Hi @AlexanderLavelle Any update on this PR? Please. Thank you!
@roseayeon @gbaned
I looked at the tests, and I think I will need to run this one to confirm the following pseudocode:
executive_properties['num_shards'] = 5
...
# Check BigQuery example gen outputs.
train_output_files = [os.path.join(examples.uri, 'Split-train',
f'data_tfrecord-0000{n}-of-00004.gz')
for n in range(executive_properties['num_shards']]
eval_output_files = [os.path.join(examples.uri, 'Split-eval',
f'data_tfrecord-0000{n}-of-00004.gz')
for n in range(executive_properties['num_shards']]
[self.assertTrue(fileio.exists(file)) for file in train_output_files]
[self.assertTrue(fileio.exists(file)) for file in eval_output_file]
Hi @AlexanderLavelle Any update on this PR? Please.

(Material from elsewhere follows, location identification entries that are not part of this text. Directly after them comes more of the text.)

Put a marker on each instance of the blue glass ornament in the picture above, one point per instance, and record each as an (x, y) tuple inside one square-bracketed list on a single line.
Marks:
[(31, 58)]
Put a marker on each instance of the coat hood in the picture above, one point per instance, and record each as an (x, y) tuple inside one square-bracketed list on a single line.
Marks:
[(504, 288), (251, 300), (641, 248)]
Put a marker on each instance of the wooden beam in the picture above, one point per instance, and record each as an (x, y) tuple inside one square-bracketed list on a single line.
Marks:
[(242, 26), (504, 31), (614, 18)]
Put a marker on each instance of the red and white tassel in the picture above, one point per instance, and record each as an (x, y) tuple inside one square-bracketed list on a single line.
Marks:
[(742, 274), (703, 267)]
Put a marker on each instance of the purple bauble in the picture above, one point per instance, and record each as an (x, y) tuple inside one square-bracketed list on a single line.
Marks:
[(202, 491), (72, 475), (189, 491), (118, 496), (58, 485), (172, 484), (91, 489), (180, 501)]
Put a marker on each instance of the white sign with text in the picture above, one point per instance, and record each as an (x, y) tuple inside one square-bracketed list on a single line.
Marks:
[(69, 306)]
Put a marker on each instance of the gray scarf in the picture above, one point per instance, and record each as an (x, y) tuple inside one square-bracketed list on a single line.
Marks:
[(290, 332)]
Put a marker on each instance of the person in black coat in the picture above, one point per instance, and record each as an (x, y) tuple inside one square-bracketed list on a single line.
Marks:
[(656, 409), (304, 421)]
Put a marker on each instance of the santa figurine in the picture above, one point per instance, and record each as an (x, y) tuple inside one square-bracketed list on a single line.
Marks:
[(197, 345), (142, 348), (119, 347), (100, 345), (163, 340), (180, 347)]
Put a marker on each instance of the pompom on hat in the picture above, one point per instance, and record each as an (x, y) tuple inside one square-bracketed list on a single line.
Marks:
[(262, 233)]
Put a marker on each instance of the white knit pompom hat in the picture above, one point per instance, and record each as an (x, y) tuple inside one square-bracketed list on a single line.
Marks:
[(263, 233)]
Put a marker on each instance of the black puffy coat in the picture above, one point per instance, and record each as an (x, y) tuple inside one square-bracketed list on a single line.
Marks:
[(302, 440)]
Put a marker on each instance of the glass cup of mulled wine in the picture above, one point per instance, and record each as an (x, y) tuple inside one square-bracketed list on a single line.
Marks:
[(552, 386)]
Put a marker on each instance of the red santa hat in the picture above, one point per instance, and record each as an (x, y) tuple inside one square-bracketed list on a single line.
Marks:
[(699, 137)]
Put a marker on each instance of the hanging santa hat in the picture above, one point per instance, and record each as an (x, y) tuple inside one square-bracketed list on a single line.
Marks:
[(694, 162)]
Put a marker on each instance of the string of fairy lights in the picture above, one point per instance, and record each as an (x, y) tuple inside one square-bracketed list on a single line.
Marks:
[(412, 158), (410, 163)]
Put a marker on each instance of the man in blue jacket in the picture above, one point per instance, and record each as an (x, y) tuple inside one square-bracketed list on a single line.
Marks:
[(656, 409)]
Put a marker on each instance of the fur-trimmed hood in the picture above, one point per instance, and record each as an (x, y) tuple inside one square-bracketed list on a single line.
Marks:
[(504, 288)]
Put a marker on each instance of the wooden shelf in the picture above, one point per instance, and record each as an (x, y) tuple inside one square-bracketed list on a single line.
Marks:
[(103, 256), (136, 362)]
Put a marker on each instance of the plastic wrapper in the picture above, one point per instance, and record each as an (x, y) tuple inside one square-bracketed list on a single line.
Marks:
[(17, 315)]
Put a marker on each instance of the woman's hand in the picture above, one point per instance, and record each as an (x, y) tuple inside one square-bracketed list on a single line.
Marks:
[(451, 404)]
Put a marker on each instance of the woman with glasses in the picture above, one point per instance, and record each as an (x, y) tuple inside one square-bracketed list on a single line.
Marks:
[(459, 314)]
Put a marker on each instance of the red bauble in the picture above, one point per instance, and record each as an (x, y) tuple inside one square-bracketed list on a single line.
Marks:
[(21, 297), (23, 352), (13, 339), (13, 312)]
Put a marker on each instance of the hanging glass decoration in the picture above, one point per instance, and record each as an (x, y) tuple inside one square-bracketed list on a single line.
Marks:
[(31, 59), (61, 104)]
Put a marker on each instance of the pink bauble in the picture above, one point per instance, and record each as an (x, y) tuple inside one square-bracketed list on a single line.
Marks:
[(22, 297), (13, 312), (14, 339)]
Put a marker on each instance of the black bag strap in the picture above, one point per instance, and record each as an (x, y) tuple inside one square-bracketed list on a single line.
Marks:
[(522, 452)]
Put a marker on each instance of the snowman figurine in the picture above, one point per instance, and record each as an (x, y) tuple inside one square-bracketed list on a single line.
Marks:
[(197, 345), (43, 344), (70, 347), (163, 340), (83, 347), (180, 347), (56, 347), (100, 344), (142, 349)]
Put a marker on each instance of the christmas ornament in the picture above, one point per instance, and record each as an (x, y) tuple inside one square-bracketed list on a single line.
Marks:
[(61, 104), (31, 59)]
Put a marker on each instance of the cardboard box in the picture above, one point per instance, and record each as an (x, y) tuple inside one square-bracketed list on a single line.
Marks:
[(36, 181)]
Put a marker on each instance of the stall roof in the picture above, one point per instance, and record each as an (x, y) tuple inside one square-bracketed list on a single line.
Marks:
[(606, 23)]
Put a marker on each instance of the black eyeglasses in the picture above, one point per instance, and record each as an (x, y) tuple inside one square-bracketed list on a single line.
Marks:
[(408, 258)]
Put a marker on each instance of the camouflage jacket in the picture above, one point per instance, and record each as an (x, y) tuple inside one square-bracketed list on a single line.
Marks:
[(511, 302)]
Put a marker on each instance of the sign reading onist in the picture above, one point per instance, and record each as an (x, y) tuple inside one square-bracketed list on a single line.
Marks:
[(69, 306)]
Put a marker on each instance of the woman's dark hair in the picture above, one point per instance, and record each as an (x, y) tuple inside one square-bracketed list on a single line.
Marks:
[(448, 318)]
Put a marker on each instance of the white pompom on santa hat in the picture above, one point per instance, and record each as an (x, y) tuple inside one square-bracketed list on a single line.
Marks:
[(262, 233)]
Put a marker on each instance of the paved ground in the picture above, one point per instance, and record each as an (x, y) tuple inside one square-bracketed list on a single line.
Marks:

Thank you!
@gbaned unfortunately I have not had time to run the unit test as posited -- however, this generally just allows the user to reach an argument provided by Apache Beam itself...
Hi @roseayeon Can you please review this PR ? Thank you!
Hi @roseayeon Can you please review this PR ? Thank you!
Hi @roseayeon Can you please review this PR ? Thank you!
Hi @roseayeon Can you please review this PR ? Thank you!
Hi @roseayeon Can you please review this PR ? Thank you!
Hi @roseayeon Can you please review this PR ? Thank you!
Apologies for the delay in my response.
Although it is a minor change, we need to include a test for it. I'll work on my end to add an internal test and will update you on whether this code can be merged.
Thanks
Hi @roseayeon Any update on this PR? Please. Thank you!